Während der Schnee noch vor dem Haus lag und sich die Tiere feig im Wald versteckt hielten, geschah es, dass sich ein Halm seinen Weg durch die schwere Decke aus Eis bahnte. Einige Mäuse, die halb erfroren und halb verhungert des Weges kamen, staunten nicht schlecht, als sie in der kristallenen Einöde das kleine, junge Gras erblickten.
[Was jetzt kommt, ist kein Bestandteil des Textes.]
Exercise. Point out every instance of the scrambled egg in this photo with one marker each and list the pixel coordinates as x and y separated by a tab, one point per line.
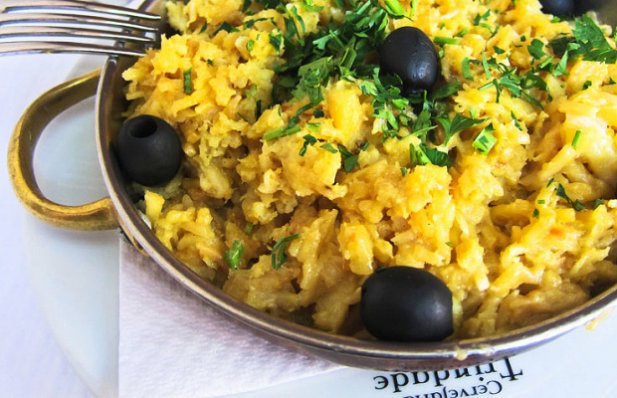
291	220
„Was mag dies für ein seltsames Gewächs sein?“, fragte der Mäusevater, „hier ist doch schon alles tot oder eingefroren.“

Die Mäusekinder waren ganz aus dem Häuschen. So, wie sie durcheinander redeten, verstand man nur Dinge wie „Aber wie schön es ist!“, „Wird es noch größer?“ oder „Hoffentlich erfriert es nicht!“

Die ausgezehrte Mutter war die einzige, die sich nicht für das kleine Grün zu interessieren schien. „Lasst uns weiterziehen“, appellierte sie, „wenn wir noch mehr Grünes jemals wiedersehen wollen, brauchen wir Nahrung und vor allem ein Heim für den Winter.“

Müde schleppte sich die Bande weiter, doch schon nach Kurzem bemerkte die Mäusemutter etwas. „Wo ist mein kleines nur hin? Eben war es noch hier.“ Das jüngste der Mäusekinder war tatsächlich nirgends zwischen seinen Geschwistern zu finden. Es war der Vater, der sein jüngstes Kind unter dem Halm liegend fand. Voll Trauer sprach er: „Lasst uns weiterziehen“, und mit gesenkten Häupter zog die Mausfamilie weiter, um den Winter irgendwie zu überstehen.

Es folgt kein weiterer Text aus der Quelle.